Wednesday, May 19, 2010

The Times' love affair with me

If that's the right phrase.

I wouldn't call myself a man of leisure, as this implies a higher net worth than I'm currently sporting and the absence of a job, which, I guess, I have. That being a painter. But I do, by dint of the way I paint, find myself with a lot of time on my hands. Lately I've been reading The Times online and it's become all too easy to send dispatches to the Mothership via email.

So yesterday I got a note back saying:
Dear Geoffrey,

This is [redacted] at [redacted (but you know, of course, that it's The Times)]. We were wondering if we could possibly print your comment on our City Room post about descending onto the Subway tracks to retrieve lost items.

In order to do so we need to confirm your identity. Please email back with a phone number where we can reach you.

Thank you for your comment and have a great day,

Names have been changed to protect the innocent, as you can well see, but they were referencing my comment to a blogged item (The Times has a ton of blogs, fyi) about retrieving things from the subway tracks. My comment went something like this:
blah blah blah blah.
Which, really, is a paraphrasing of anything I ever say.

Anyway, they liked the comment so much they decided to put in the hard copy (I don't call it a paper anymore). "Print" (as a verb) was the term they used for what they had planned. How delightfully archaic.

All of which is lovely, by the way. Don't get me wrong.

And I especially liked the part about how I had to send them a phone number and they had to call to confirm that I existed. Which I had already assured them I did, via email. But the web, dear reader, is a treacherous beast--I don't blame them for being careful.

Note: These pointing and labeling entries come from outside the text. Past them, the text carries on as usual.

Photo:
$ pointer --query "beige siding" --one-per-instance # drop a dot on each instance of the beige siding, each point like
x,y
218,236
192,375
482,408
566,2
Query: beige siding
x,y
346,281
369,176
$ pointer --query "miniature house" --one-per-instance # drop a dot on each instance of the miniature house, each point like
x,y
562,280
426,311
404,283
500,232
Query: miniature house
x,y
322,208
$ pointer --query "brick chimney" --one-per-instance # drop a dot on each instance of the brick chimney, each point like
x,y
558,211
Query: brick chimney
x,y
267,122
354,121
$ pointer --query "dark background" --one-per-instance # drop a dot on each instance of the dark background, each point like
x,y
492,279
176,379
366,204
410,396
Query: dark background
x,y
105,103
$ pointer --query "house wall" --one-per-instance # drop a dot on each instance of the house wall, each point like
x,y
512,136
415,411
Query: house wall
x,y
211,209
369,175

You can read it for yourself on page A20, in the City Room section. This, for the record, is the second time in less than a week that I find myself on the pages of this august ... this prestigious ... this beloved, but deeply infuriating ... this whatever-The-Times-is.

Because it's not a newspaper anymore. Newspapers have ceased to exist, tangible evidence to the contrary. They've become something else. Terminology to come.